I went last night to see ‘The New Electric Ballroom’, a play by Enda Walsh, in the studio space at the Queen Mother Theatre, Hitchin, Hertfordshire, England.
It’s about three sisters in a small Irish port, doomed to relive and pass on their emotional and sexual regrets forever.
Some very dense and challenging text, beautifully performed, sometimes left my brain racing unsuccessfully to keep up with the cocktail of longing, pain and unrealisable dreams.
The production was billed as a comedy, but frankly it is far from being a feelgood play, despite some irresistible laughs here and there.
It is, however, a tale which reminds one of how lucky one is not to have lived out the decades we are allowed on this planet in such stultifyingly confined surroundings as these, imposed by what was, at the time of the sisters’ youthful memories, a strictly Roman Catholic and over-moralising society.

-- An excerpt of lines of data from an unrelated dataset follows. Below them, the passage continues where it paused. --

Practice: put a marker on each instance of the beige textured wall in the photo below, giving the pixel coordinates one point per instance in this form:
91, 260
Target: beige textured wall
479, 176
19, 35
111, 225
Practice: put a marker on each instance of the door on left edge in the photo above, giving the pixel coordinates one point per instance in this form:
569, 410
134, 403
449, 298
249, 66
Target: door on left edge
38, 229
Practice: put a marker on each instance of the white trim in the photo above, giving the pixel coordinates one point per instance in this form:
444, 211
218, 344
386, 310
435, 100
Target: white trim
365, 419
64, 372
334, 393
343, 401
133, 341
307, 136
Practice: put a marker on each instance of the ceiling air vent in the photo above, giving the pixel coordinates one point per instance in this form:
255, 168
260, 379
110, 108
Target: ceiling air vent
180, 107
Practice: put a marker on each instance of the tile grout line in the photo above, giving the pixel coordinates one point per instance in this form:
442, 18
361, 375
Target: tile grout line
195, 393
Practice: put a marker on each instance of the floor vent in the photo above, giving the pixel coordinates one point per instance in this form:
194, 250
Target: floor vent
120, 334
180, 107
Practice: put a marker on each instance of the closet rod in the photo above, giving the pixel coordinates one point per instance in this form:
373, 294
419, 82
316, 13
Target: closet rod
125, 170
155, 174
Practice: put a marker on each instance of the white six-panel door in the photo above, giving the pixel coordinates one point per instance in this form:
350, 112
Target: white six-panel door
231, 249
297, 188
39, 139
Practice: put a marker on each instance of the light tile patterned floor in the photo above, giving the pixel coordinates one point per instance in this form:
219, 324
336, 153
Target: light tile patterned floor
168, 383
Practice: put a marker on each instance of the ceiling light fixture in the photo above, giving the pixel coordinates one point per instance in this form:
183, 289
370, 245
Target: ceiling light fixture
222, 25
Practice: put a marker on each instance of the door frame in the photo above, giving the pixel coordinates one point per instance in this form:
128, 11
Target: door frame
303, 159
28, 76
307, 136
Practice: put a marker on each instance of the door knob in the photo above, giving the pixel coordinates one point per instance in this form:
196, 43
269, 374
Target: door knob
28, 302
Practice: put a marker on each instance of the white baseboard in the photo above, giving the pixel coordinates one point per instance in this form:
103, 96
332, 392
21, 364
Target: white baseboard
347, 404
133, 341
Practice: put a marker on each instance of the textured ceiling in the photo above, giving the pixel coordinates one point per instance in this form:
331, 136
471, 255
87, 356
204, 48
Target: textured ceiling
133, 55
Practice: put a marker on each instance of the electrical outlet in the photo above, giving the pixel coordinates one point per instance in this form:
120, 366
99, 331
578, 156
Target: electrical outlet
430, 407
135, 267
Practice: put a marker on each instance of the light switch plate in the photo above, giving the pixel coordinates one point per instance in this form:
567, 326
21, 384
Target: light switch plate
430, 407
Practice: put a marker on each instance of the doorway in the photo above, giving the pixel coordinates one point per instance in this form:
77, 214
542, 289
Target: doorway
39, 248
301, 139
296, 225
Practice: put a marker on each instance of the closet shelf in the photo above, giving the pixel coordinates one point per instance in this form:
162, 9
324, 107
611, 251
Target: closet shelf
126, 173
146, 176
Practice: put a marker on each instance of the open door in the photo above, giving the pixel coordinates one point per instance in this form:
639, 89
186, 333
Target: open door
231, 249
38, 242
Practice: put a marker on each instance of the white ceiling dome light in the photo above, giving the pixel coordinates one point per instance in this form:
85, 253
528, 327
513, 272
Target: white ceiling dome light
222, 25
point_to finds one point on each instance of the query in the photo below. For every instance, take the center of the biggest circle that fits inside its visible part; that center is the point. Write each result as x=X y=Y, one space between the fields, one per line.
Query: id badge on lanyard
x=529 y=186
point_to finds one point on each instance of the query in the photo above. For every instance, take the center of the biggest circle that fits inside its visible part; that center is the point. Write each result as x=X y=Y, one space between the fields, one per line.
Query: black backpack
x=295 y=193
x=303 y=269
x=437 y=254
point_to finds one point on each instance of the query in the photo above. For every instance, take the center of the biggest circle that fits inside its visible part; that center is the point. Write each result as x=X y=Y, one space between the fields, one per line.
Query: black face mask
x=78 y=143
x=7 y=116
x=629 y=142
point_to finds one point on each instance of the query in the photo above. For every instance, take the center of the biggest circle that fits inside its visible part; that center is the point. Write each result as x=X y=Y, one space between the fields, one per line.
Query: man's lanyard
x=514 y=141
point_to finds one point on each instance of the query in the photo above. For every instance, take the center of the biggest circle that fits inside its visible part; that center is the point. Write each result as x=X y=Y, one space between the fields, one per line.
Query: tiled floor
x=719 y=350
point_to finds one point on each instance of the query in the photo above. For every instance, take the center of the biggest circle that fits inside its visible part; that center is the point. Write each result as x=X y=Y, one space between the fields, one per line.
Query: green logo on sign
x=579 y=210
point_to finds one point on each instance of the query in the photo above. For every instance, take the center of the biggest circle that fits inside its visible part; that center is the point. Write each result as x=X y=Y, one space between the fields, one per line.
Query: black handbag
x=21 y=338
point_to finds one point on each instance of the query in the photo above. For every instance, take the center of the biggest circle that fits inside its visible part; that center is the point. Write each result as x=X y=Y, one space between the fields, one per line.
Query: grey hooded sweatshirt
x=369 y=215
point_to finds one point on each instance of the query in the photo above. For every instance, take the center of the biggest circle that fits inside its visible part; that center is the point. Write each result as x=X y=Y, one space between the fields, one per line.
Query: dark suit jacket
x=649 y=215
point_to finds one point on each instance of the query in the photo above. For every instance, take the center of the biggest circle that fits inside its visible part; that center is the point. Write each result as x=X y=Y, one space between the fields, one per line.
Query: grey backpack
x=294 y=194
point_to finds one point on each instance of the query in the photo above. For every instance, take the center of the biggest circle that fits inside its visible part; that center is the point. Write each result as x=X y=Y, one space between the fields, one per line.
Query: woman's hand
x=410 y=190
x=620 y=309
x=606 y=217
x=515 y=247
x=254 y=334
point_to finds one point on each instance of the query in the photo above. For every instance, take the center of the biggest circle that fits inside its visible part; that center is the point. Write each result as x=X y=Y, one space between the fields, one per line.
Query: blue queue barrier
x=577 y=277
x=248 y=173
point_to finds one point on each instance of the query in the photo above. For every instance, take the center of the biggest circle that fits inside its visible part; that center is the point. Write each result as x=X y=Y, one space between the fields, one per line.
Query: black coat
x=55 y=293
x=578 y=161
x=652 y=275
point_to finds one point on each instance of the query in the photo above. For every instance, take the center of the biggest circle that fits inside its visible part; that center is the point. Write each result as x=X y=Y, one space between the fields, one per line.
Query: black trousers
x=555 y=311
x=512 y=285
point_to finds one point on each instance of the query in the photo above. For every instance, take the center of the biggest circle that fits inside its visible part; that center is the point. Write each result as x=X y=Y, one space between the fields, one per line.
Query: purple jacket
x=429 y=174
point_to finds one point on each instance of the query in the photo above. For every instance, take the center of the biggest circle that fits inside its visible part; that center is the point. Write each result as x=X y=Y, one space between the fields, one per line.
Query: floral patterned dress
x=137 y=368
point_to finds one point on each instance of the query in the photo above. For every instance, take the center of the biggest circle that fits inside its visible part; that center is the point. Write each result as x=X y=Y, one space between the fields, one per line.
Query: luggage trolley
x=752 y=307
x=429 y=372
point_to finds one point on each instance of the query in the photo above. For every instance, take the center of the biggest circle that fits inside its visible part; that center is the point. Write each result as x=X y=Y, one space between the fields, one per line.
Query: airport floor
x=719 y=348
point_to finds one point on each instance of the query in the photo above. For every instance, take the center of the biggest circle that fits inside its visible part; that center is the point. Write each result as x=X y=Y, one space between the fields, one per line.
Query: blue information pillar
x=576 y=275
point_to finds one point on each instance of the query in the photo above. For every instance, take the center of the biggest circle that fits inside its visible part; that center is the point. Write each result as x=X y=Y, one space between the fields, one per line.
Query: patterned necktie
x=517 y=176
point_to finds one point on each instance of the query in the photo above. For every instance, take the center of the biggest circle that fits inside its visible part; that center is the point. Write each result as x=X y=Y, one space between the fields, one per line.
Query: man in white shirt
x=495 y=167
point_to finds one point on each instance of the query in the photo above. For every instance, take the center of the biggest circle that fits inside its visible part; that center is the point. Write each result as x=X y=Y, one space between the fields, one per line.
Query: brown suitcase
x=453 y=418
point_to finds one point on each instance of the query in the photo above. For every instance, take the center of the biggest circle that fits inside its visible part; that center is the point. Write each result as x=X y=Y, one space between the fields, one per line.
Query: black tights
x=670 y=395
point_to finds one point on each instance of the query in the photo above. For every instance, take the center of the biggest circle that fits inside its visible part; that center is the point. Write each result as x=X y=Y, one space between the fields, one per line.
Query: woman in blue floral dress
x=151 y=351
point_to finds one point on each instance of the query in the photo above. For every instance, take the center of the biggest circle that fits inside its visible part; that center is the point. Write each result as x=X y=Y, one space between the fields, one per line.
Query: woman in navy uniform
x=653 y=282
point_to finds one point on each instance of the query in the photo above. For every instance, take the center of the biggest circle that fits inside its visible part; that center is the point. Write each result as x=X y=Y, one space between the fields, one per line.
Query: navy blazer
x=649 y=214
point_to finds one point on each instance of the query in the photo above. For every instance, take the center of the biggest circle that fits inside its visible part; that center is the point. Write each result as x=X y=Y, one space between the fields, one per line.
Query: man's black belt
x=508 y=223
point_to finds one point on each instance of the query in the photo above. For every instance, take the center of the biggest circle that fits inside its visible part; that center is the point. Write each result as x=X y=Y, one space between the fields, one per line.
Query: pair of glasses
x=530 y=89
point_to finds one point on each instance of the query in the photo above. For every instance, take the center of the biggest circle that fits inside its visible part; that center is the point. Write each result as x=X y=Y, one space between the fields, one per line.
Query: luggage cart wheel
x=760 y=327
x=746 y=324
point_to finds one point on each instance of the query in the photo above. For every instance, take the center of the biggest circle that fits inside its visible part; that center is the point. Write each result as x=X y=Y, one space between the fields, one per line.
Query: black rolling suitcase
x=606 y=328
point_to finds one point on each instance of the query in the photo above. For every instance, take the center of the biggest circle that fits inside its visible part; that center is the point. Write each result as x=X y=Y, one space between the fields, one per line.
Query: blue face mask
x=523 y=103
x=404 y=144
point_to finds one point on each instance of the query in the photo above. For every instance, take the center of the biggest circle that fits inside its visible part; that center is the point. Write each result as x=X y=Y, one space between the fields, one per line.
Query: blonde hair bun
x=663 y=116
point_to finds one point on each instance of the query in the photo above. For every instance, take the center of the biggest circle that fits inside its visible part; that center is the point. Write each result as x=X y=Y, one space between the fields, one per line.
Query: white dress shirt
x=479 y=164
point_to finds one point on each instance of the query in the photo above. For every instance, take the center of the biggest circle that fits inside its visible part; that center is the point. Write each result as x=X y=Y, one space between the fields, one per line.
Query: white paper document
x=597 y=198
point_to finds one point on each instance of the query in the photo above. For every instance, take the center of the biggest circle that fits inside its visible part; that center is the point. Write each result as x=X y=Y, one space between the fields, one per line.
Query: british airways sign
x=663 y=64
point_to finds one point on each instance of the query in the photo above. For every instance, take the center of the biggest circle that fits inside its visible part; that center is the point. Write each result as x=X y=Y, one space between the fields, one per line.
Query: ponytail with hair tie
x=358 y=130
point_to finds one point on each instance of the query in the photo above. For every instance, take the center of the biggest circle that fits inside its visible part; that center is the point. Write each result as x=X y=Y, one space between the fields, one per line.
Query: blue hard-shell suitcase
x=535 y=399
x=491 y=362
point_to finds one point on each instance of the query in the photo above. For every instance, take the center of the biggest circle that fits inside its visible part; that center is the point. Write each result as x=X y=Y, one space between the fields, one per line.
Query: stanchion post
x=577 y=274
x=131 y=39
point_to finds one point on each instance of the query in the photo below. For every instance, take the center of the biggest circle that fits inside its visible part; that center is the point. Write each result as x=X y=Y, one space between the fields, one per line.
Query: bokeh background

Empathetic and convincing performances by Vivien Kerr, Barbara Gardiner, Samantha Powell and James Moore drew us inexorably into the sisters’ memories and pain, the visiting fishmonger’s male vulnerability, and ultimately into the futility of dreaming that their circle of frustration could be broken.
Charles Compton’s sensitive, economical direction gave the actors the space they needed to develop and express difficult characters, framed in a set with just enough furniture and props to locate us in time and place, without cluttering our minds with unnecessary detail.
It can hardly go unnoticed that this is another play about ‘Three Sisters’ – but whereas Chekhov’s lasses look forward in vain to returning to Moscow, these sadder, older maids can only gaze backwards at what might have been.
This morning I sensed that I might find myself thinking back through this haunting, sometimes poetic, sometimes shockingly and deliberately banal story, for some time to come.